Chloroform は周知の麻酔薬であり、感覚を停止させるその全般的作用については説明を要しない。空気を混ぜずに投与する必要のあるエーテルや亜酸化窒素とは異なり、クロロホルム蒸気は十分な空気とともに吸入させなければならず、さもなければ窒息を来す。その最も注目すべき作用は、全身の随意筋を完全に弛緩させることである。呼吸または心臓を麻痺させて死を来すことがある。脳軟化、脂肪心、アルコール中毒、またはアルブミン尿がある場合、その使用は禁忌である。Marcy は、痙攣に至った蜘蛛膜炎の一例を本剤で治癒した。興奮と暴力性が優勢なせん妄、とりわけ殺したい欲求がある場合に適応する。随意筋、不随意筋および特殊感覚の麻痺。Chloroform は胆石を溶解し、胆嚢内への Chloroform 注入によって治療された症例もある。

関係

比較: Chloralum. 解毒薬: Amyl. nit., Ipec., Brandy;直腸内の氷。本剤が解毒するもの: Strychnine.

1. 精神

激烈な興奮、それに続く完全な無感覚状態。
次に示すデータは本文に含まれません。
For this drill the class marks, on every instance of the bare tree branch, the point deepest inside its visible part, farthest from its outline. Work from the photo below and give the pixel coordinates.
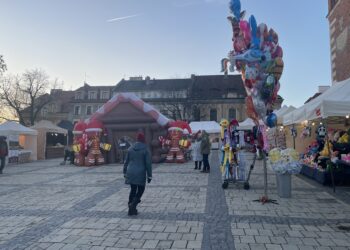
(3, 67)
(26, 94)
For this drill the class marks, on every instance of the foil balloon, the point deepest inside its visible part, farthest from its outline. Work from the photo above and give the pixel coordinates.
(258, 56)
(271, 120)
(250, 110)
(260, 107)
(245, 29)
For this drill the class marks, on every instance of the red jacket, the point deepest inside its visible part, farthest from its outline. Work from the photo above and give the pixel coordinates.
(3, 149)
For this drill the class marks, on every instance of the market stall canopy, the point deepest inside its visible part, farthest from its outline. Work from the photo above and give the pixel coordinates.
(282, 112)
(14, 128)
(136, 102)
(333, 102)
(49, 127)
(247, 124)
(211, 127)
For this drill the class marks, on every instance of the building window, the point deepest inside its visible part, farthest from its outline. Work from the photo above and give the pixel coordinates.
(52, 108)
(213, 114)
(196, 114)
(164, 112)
(332, 4)
(77, 110)
(79, 95)
(232, 114)
(88, 110)
(44, 112)
(92, 95)
(104, 95)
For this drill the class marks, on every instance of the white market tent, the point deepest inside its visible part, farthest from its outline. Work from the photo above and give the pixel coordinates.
(43, 127)
(211, 127)
(247, 124)
(27, 137)
(333, 102)
(282, 112)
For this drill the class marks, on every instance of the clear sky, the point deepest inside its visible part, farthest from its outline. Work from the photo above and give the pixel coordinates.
(113, 39)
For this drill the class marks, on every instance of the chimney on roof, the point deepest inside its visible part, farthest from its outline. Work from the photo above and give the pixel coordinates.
(135, 78)
(55, 91)
(322, 89)
(148, 80)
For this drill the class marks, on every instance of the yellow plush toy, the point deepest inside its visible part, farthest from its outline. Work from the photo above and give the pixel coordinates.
(344, 138)
(325, 151)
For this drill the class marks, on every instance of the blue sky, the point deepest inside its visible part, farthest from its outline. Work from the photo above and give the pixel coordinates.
(159, 38)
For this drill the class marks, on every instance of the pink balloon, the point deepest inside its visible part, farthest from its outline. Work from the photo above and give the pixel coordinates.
(245, 29)
(278, 52)
(239, 44)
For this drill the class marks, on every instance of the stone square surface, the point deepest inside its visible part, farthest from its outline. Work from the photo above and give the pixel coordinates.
(45, 205)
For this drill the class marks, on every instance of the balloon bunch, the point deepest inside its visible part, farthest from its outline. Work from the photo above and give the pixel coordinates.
(258, 56)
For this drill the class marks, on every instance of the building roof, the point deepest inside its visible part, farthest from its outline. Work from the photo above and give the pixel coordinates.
(88, 87)
(312, 97)
(204, 86)
(152, 84)
(217, 86)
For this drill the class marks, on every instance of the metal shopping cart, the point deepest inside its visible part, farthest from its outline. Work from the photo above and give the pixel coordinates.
(236, 171)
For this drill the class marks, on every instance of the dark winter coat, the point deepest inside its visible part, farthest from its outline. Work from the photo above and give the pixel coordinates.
(3, 148)
(205, 144)
(137, 164)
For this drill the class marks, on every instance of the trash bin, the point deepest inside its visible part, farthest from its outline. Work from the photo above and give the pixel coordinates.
(284, 185)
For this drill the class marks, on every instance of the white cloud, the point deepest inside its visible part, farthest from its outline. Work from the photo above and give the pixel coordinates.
(122, 18)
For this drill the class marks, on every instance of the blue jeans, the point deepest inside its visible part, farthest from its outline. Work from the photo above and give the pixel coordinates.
(206, 166)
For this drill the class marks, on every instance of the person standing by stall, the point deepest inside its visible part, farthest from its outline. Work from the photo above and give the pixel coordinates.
(137, 165)
(3, 152)
(205, 150)
(197, 156)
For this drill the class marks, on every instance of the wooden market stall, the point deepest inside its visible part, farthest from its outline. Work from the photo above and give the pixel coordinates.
(51, 140)
(321, 130)
(22, 142)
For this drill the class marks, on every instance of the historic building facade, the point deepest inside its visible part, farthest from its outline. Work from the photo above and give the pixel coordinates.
(87, 100)
(197, 98)
(205, 97)
(339, 29)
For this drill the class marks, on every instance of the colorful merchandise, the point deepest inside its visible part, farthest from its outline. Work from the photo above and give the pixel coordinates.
(284, 161)
(94, 130)
(79, 143)
(176, 131)
(258, 56)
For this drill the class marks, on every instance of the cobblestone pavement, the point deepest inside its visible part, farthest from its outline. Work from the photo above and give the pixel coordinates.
(47, 206)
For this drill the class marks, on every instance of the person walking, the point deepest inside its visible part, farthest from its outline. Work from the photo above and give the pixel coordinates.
(205, 151)
(197, 156)
(3, 152)
(137, 166)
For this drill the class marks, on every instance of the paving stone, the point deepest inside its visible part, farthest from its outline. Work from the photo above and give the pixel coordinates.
(164, 244)
(150, 244)
(50, 206)
(179, 244)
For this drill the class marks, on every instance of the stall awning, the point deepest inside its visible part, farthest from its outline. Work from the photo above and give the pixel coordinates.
(14, 128)
(211, 127)
(333, 102)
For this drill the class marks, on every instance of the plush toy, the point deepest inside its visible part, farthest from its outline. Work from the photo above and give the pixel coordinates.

滑稽な歌を歌った;ピアノから離れるよう説得することがほとんどできなかった。2名の試験者が、その影響下で猥褻な言葉を用いた。殺したい欲求。

2. 頭部

脊柱から後頭部へ上行する眩暈。前方へ倒れそうな、頭内の回転感。眼を閉じると地面が波打つかのような感覚。頭が肩のほうへ引き下げられる。前額部の激しい、破裂するような頭痛。めまいを伴う頭痛;耳鳴りを伴う;過度の悪心と嘔吐を伴う。

3. 眼

結膜は感覚を失う。瞳孔は散大し、光に反応しない。眼球が上転する。視覚は徐々に消失し、徐々に戻った。暗い点と明るい筋。小さな黒点が眼前に浮遊する。大きな黒斑;灰色斑;眼前数インチのところを浮遊する;眼球の動きに従う。明るい点と暗い点;火花;閃光。

4. 耳

沸騰する水のような耳鳴り。

5. 鼻

嗅覚の完全な消失(2か月間持続)。

6. 顔

酩酊したかのような顔;紅潮;暗紫色。

8. 口

酸の後のように歯が滑らか(第4日)。石鹸のような味。味覚消失。

9. 咽喉

咽喉の灼熱感;掻き削られるような感覚。吸気時、咽峡の激しい掻き削られるような感覚と冷感。

11. 胃

噯気。胃の灼熱感;冷え感と交互に現れる。神経性しゃっくり。悪心と嘔吐、船酔い、またはつわり;胃酸が非常に多く、ガスによる胃腸の著しい膨満;腹部は張りつめる;腹鳴。

14. 泌尿器

膀胱括約筋の麻痺(分娩後)。

17. 呼吸器

いびき様呼吸。

19. 心臓

心臓および動脈の作用は、絶えず次第に遅延し、減弱していく。